Do not be tempted to test an alternator by disconnecting the negative battery cable with the engine running. The alternator may keep the engine going, but it is not a good test method. In the pre-computer days, you could pull it off without possibly damaging anything. With today’s computer controlled cars, you risk frying every electrical module in your car. As soon as you disconnect the battery, the voltage regulator tells the alternator to put out maximum power. With no battery in the circuit to act as a buffer, the alternator can easily put out voltage spikes over 100 volts, depending on engine rpm. That “simple test” could end up costing you several thousand dollars for new electronics.
So to begin testing the alternator, like we said before, first verify you have a good, charged battery with a simple voltage check. Your battery should have a minimum of 12.5 Volts before testing the alternator. Once we have verified the battery is charged sufficiently, we can test the alternator output by simply starting the vehicle and monitoring the voltage present at the battery. The battery will initially be a large draw on the alternator during the initial re-charge after startup, so let the engine run for a few minutes to allow the alternator output to stabilize before testing. Raise the engine speed to about 2000rpm and you should have a reading between 13.8V to 15.3V.

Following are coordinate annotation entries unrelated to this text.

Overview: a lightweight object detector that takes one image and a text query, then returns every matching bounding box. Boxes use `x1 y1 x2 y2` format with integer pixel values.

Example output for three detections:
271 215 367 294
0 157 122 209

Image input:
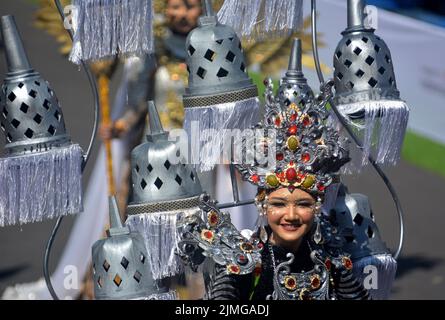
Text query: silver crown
0 16 70 155
128 101 202 215
183 4 258 108
334 0 400 118
92 197 168 300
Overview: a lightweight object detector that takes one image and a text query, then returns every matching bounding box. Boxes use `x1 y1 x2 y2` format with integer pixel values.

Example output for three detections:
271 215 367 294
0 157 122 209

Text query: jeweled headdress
236 40 349 194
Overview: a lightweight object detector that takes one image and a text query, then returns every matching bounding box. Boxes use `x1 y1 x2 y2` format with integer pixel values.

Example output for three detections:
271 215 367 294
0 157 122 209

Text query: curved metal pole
43 0 99 300
311 0 405 260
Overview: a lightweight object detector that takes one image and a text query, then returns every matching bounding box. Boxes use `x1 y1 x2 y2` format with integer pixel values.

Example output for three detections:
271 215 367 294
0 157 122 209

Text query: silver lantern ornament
69 0 154 64
183 0 259 171
218 0 303 40
126 101 203 279
330 185 397 299
92 197 176 300
278 38 314 109
0 15 83 226
334 0 409 168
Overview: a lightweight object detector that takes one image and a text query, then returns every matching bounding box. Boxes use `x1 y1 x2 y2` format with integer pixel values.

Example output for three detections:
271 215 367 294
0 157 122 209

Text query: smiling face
165 0 201 34
267 188 316 249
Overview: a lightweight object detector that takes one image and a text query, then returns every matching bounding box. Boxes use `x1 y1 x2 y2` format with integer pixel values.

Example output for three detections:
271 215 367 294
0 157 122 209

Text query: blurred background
0 0 445 299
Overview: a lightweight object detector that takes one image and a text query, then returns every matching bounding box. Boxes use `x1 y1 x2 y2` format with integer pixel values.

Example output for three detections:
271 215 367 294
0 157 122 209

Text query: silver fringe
332 100 409 173
125 208 199 280
353 254 397 300
218 0 303 40
184 97 260 172
0 144 83 227
69 0 154 64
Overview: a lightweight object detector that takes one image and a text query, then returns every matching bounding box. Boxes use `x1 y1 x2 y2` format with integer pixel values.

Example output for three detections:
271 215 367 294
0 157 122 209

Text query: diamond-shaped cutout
196 67 207 79
33 113 42 124
48 125 56 135
155 178 164 189
226 51 236 62
25 128 34 139
188 45 196 56
368 77 378 88
28 89 37 98
11 119 20 129
43 99 51 110
354 213 364 226
113 273 122 287
97 277 104 288
365 56 374 65
102 260 110 272
366 226 374 238
204 49 216 62
54 110 62 121
355 69 365 78
20 102 29 113
133 270 142 283
121 257 130 269
216 68 229 78
8 92 17 102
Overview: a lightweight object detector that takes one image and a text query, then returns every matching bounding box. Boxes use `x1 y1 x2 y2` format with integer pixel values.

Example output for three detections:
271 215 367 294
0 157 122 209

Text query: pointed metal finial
1 15 32 73
348 0 366 29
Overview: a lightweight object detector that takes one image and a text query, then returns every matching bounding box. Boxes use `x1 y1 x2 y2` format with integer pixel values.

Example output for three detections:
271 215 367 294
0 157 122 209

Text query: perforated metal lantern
92 197 175 300
126 101 203 279
330 186 397 299
183 0 259 171
278 38 314 108
334 0 409 169
0 16 83 226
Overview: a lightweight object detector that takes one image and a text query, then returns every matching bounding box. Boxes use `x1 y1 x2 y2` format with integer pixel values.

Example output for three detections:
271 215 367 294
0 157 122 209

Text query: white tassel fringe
353 254 397 300
184 97 260 172
334 100 409 173
69 0 154 64
125 208 199 280
0 144 83 227
218 0 303 40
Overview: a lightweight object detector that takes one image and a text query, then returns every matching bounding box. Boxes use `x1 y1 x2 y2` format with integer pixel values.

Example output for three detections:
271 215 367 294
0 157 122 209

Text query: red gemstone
287 124 297 135
324 259 332 270
275 117 281 127
287 278 295 288
286 168 297 182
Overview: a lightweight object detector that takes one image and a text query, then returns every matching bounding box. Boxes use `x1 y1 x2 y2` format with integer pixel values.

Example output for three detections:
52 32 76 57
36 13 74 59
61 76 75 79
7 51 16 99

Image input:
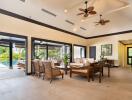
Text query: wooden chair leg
50 78 52 84
43 74 45 80
87 74 90 82
99 72 102 83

If your volt reading is at or near battery voltage, that means the alternator is not functioning at all. This could be an internal problem with the alternator (bad windings, diodes, etc.) or a problem in the wiring or control circuits to the alternator. Less than 13.8V indicates a weak alternator that is still putting out some electricity, but not enough to keep up with the demands of the vehicle and charge the battery sufficiently. Any voltage over 15.3V indicates an overcharging condition that can lead to damage to the vehicle’s electronics and be overcharging of the battery. See the Alternator Charging Voltage chart.
There are a couple other items to check in the charging system. Alternators work by generating an AC voltage and then converting the AC voltage to DC voltage through a series of diodes called a rectifier. An alternator with one or more bad diodes can cause AC voltage spikes which can cause lots of hard to diagnose electrical problems. To check the alternator diodes we can measure how much AC “ripple” is present in the system by measuring for AC voltage at the battery. This AC ripple voltage should be less than 0.5VAC.